When Hurley was hauled before a court in February, 1985 and threatened with jail for publishing “untrue facts” in relation to action by police (p. 211), Mandela wrote from his prison: “Archbishop Hurley is often in my thoughts, especially now. I would like him to know that” (p. 223).
In 1994, Mandela was inaugurated as the first democratically elected president of South Africa. Hurley was a special guest. Kearney writes “He regarded it as the second great highlight of his life, after Vatican II. In a letter to his friend Petal O’Hara, he described the occasion:
The function of the Inauguration was magnificently performed, every person doing his or her part perfectly . . . The mood of the crowd rose to a joyous fever pitch. The final act was the firing of a twenty-one-gun salute and a flyover in tight formation of several SAAF squadrons, the last one consisting of six planes that left trails in the many colours of the South African flag.

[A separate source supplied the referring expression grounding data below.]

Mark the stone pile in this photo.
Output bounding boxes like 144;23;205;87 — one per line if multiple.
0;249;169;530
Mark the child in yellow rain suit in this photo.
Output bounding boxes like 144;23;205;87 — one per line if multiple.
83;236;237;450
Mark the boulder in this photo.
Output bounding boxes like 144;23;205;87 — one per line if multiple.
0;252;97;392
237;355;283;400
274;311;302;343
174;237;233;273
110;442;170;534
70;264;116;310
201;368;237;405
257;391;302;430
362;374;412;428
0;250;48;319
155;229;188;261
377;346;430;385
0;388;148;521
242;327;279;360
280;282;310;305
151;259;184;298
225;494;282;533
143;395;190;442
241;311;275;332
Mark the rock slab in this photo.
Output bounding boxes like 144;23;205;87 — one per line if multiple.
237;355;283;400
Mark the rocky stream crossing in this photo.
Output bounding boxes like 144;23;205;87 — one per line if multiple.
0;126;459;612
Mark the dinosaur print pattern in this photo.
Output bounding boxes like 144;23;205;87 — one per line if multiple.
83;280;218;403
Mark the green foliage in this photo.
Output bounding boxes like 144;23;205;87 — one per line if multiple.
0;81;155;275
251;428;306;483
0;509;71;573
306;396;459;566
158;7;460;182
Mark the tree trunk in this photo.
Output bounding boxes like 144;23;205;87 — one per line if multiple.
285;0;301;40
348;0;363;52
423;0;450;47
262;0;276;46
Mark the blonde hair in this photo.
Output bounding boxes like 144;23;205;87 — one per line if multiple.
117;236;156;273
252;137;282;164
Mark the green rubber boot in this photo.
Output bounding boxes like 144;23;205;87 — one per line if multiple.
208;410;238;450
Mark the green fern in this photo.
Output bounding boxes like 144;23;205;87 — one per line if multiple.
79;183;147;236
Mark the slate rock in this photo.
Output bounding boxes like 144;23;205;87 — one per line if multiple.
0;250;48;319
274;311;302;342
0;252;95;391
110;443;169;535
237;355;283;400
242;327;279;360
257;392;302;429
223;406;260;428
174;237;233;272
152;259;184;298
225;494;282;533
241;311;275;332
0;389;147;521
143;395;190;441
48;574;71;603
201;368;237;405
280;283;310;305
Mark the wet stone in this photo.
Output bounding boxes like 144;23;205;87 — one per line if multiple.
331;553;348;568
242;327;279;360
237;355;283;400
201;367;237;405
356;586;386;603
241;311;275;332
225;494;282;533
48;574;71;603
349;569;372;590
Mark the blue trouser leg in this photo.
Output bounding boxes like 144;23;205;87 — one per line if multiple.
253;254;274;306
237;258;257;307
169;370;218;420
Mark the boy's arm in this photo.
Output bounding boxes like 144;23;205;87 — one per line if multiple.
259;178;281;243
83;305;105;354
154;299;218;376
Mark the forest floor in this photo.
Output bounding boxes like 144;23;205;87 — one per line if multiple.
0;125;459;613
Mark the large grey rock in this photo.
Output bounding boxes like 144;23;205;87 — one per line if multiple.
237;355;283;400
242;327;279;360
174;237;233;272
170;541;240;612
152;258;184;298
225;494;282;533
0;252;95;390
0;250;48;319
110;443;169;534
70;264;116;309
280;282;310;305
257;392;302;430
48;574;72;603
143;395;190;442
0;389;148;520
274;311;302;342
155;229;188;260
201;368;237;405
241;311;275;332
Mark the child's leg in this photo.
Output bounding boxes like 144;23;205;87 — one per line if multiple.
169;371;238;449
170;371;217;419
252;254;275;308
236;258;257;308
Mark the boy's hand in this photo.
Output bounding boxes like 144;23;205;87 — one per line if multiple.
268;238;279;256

The crowd was ecstatic. ‘Our air force’, shouted the African citizens . . . Lunch followed, very well organized—plenty of food and drink, easy access to supplies and to tables. And by 3:00 p.m. we were climbing onto buses and heading for the airport full of the joy of having participated in perhaps the greatest day in the history of South Africa.
When Brother Jude Pieterse saw Hurley after the inauguration, he noticed ‘an excitement I had never really associated with him before . . . He was almost . . .bubbling over, you know. Normally he kept his emotions pretty well under control, but [that day] there was a real joy in his whole approach’. “(p. 306).
In 1999, President Mandela conferred on Hurley the Order of Meritorious Service (Class 1) (p. 309). When Hurley died on Feb. 13, 2005, Dominican Sister Marie-Henry Keane, who as a young nun had benefited from his special attention in explaining Vatican II to women religious, called him “the Nelson Mandela of the Church” (p. 325).
Now they are together, rejoicing at the continued growth of justice, truth and opportunity in South Africa.